In a typical Doop deployment this object represents an object of all loaded models. This may not be the case in all projects, depending on the database driver used.

db is also registered as a global for convenience.

app.emit(event, args...)

Emit an event using eventer.

app.log(...msg)

Various logging functionality. Try to use app.log() instead of console.log() as text output via it is properly prefixed to the running file name.

app.log.as(name, ...msg)

Module name prefixed version of app.log().

app.log.colors

Globally available version of Chalk.

app.log.dump(...msg)

Globally available version of dumper.js

app.log.debug(...msg)

Globally available version of debug

app.log.error(Error)

Globally available version of Crash. Use app.log.errorCrash(Error) to perform a fatal error.

app.log.warn(...msg)

Same as app.log() but with a "[WARNING]" prefix.

app.log.warn.as(module, ...msg)

Prefixed version of app.log.warn()

app.middleware

In a typical Doop deployment this object represents an object of available middleware. Use app.middleware.express or app.middleware.db for the Express and database middlewares respectively.

app.on(event, handler)

Register an event listener using eventer.

Testing + Debugging

Unit tests

Larger projects can populate the /tests/ directory with Mocha + Chai test cases. Tests can also be specified per-unit by adding any file matching the glob *.test.js within their unit directory.

To run a Unit test you will need to have Mocha installed (sudo npm i -g mocha). Either run mocha with no specified files to process all test files or specify the specific test file(s) you wish Mocha to examine as command line arguments.

Run the all the tests with mocha in the project root directory with mocha.

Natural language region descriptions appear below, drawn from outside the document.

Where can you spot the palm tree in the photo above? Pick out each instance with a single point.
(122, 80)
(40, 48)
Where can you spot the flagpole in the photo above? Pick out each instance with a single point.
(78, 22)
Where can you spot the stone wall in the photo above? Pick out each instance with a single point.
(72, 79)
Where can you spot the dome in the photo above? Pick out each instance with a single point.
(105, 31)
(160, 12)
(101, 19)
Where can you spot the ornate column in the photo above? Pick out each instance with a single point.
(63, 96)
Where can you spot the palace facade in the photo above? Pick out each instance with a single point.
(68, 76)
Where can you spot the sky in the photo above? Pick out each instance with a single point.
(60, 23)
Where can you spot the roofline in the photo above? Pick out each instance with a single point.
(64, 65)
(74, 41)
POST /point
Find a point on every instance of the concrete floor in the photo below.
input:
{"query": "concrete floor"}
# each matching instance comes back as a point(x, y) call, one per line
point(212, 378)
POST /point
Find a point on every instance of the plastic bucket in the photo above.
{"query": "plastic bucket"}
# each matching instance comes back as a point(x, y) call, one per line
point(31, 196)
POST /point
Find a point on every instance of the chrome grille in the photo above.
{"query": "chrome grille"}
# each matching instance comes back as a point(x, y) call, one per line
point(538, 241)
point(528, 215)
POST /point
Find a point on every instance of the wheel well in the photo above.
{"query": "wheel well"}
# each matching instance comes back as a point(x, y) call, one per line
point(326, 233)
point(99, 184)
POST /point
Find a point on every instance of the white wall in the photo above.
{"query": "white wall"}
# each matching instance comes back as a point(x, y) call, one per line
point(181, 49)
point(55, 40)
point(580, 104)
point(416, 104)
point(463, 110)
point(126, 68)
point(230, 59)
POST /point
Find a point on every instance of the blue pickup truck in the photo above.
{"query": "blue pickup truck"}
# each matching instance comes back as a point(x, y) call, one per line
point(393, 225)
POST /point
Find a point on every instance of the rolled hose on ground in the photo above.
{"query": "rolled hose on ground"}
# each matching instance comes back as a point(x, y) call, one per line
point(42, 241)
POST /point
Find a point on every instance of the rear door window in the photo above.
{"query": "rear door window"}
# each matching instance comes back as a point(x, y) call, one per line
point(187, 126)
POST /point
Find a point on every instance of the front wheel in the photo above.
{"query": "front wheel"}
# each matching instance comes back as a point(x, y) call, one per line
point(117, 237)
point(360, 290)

TIP: Unit tests can be skipped temporarily by either adding an 'x' before describe / it or adding .skip as a suffix. e.g. To temporarily skip a test rename the function describe('something something') to xdescribe('something something') or describe.skip('something something'). TIP:: As with the above you can also force Mocha to only run one test - this is useful if your test is deeply nested within an existing file and you don't want to add skip to each other case. To use this add .only as a suffix for the describe / it declaration. e.g. it('should do this', function() { ... }) becomes it.only('should do this', function() { ... }).

Command line debugging

Doop, like most modules, responds to the DEBUG flag used by the Debug module. This turns on verbose logging when running within a console. The DEBUG variable can be set to the specific module you would like to log, a number of them via comma-separated-values or a glob expression. For example DEBUG=doop gulp runs Gulp and tells Doop to run in debug mode.